Object Recognition and Tracking in Video Sequences

Geethmala Sridaran & Nimit Dhulekar

Abstract:
Object recognition is one of the hardest challenges for computer vision systems today. Humans find this task extremely trivial and can recognize objects even if they are rotated, translated, obscured etc. Many approaches have been applied to object recognition in single still images or still images of the object taken from different perspectives and in different poses. We propose a method to extend object recognition to video sequences. The task is to be able to recognize the object and be able to track it in a video sequence. The challenges include recognizing the object even when looking at it from a different perspective and pose, tracking the object while it is in motion, recognizing the object even when it is partially/completely occluded. This project proposal is divided into 6 sections. In Section 2, we define the goal in more detail. In Section 3, we describe the method we intend to use. Section 4 looks at the datasets we are going to use. Section 5 lists the references and section 6 gives a rough estimate of the progress timeline.

Goal:
The goal of the project is to recognize objects in video sequences and then track them. The video sequence is basically frames of images stitched together at a rate such that the individual images are imperceptible to the human eye and to the human eye it looks like a continuous motion. Thus in essence we are also working with single still images but the intuition is that there is more information available in video sequences rather than in single still images.

For the purpose of the project, we intend to dangle objects from a revolving mobile. The objects thus can revolve in a circular plane. Since the objects are dangling and not held steadfast, they also have freedom to rotate about their own axis and also exhibit oscillatory pendulum-like motion. This unconstrained motion of the objects makes the task at hand both challenging and interesting.

Once an object is recognized, the next task is to be able to track it as it moves (displaying all the motions as explained in the previous paragraph). This task is complicated by the fact that the object while rotating on its own axis will display different poses and perspectives. Also since there are multiple objects hanging from the mobile, there is a high probability that the objects can occlude each other.

Method:
The implementation method involves obtaining the training data set and then performing object detection and tracking on the test video sequences.
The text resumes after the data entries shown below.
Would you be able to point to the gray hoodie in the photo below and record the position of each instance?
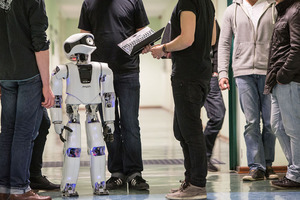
(251, 48)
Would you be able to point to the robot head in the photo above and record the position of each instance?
(80, 43)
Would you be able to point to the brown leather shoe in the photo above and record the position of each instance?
(4, 196)
(28, 196)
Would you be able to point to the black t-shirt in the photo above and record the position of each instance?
(193, 63)
(111, 22)
(23, 25)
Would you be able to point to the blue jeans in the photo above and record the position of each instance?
(215, 109)
(125, 153)
(286, 125)
(189, 97)
(255, 105)
(20, 119)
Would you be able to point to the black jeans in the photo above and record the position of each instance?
(125, 152)
(189, 97)
(215, 110)
(38, 148)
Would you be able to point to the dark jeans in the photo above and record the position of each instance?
(125, 153)
(20, 119)
(39, 145)
(189, 97)
(215, 110)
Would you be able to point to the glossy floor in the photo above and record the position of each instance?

Following two steps are performed to obtain the training data set:

Feature Extraction
The first step involves extracting feature descriptors from the images. The images are captured at thirty frames per second using the Prosilica GC650 cameras. Our videos and training set will be in grayscale. The images are given to the SIFT [4] (Scalar Invariant Feature Transform) / SURF [6] (Speeded Up Robust Features) algorithm to extract feature descriptors.

Categorization
The features extracted via SIFT/SURF are then classified into categories based on spatial relation. The next step is very important and is identifying discriminating features. This will allow us to distinguish between similar class of objects like car and truck or even car and aeroplane. Last step is to find the geometric relation between the features so as to maximise the probability that the hypothesis that it is a particular object is accurate.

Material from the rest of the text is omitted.